Using 8,555 RNA-seq samples (Dataset DSGTEx-rnaseq) as an independent test set, we used landmark transcript measurements to infer the remainder of the transcriptome. As a test of inference accuracy, we analyzed gene-level recall (Rgene) for each of the inferred genes and assessed performance by comparing the result to a null distribution of correlations between all inferred transcripts and all measured transcripts. This analysis showed that inference was accurate (defined as Rgene > 0.95) for 9,196 of the 11,350 inferred genes (81%). When combined with the 978 measured landmarks, the L1000 platform thus measures or infers with high fidelity 83% of transcripts, but yields poor inference for 17% (Figure 1E, lower panel right and Table S3). Inferences for these 17% were therefore not used in any of the analyses that follow.
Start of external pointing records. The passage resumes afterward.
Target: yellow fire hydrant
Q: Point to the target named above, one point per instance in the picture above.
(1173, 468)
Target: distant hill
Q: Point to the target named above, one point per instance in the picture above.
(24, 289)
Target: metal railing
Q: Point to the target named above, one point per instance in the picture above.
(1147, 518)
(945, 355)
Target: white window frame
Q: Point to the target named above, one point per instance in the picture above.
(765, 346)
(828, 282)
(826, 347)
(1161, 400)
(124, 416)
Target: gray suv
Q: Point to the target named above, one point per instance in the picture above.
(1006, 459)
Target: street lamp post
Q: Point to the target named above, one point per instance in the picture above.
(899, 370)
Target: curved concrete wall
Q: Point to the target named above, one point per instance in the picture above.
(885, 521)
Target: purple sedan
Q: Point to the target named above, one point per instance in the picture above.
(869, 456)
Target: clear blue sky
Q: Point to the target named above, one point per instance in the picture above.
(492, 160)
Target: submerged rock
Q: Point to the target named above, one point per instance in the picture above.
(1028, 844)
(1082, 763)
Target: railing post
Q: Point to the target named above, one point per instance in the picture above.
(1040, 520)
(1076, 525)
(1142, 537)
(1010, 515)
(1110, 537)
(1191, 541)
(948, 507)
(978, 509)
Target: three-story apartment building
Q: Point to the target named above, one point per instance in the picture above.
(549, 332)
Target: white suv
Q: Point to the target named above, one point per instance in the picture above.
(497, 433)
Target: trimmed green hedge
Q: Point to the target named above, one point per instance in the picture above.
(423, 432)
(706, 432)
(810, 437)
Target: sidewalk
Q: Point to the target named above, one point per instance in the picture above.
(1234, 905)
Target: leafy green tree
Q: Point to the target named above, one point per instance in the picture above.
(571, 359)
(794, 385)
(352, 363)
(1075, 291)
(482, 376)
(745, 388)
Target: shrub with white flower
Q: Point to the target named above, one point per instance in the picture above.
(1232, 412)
Generation of the first million L1000 Connectivity Map profiles

Having validated L1000, we set out to expand on the CMap pilot dataset in several dimensions. First, we increased the small molecule perturbations from 164 drugs to 19,811 small molecule drugs, tool compounds and screening library compounds including those with clinical utility, known mechanism of action, or nomination from the NIH Molecular Libraries Program. Each compound was profiled in triplicate, either at 6 or 24 hours following treatment.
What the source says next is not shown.